Windows上からオーバークロックできるTurboVを使用。BIOSと比べると設定項目が少ないが、マウスでドラッグして適用ボタンを押すだけの手軽さはオーバークロックを身近なものとしてくれる。Auto Tuningという自動オーバークロック機能も搭載 |
今回のオーバークロックにおける成功可否はFeature Testを含むPCMark 05の完走で判断している。そしてその結果が上記のグラフだ。成功したなかでの最大クロックは100MHz×50倍の5GHz。その際の電圧は、1.35Vと設定したが、CPU-Zからは1.44Vと表示されている。この設定における5GHz駆動は比較的安定していたのだが、ここから51倍に設定すると、コア電圧を調整しても動作が安定しなかった。
さて、再びグラフにもどると、OverallであるPCMarksが荒れているが、これは主にグラフィックススコアがバタバタしているためである。動作クロックが影響したというよりはベンチマークを繰り返したことによる熱の影響と思われる。
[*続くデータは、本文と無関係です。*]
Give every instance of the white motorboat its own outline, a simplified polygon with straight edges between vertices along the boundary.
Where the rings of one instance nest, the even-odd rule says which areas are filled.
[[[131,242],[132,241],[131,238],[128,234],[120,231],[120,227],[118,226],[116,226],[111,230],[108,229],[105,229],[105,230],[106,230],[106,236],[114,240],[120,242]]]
肝心のCPUスコアにフォーカスしてみれば、動作クロックの引き上げに合わせてリニアにスコアが上がっていることが確認できた。CPUスコアは、3.7GHz時を100%とした場合で5GHz時が135%。この135%という値は実クロックの上昇率とぴったり合致している。BCLK側をいじっていないため、非常に分かりやすい性能向上と言えるだろう。同時にメモリスコアも向上しており、システムパフォーマンスに関してもオーバークロックすればするだけ向上していくのが体感できる。
一方、BCLKによるオーバークロックにもチャレンジしてみた。先に倍率変更によるオーバークロックで5GHzを達成しているため、まず50倍設定から101MHzに引き上げたところ結果はブルースクリーン。それではと49倍から5GHz超となる102.5MHzを試してみても、OSの起動自体に問題は無かったがベンチマークを完走するまでには至らなかった。結局、100MHz×50倍の、お作法に沿ったオーバークロックが最高クロックという結末だ。いちおう40倍程度にまで落とせば102MHz超でもベンチマークが完走したものの、先の5GHzのスコアと比べれば特に見るべき値ではない。
なお、海外の情報からはBCLK 106MHzでの起動に成功したとの報告もある。だから今回駄目だったからと言ってBCLKによるオーバークロックの可能性を否定することはできない。さらに電圧設定を詰めたり、あるいはオーバークロック用として販売されているマザーボードを選べばまだ上があるのかもしれない。とはいえ、それは保証されるものではないし、現状ではかなりハイリスクな賭けであると言わざるをえないだろう。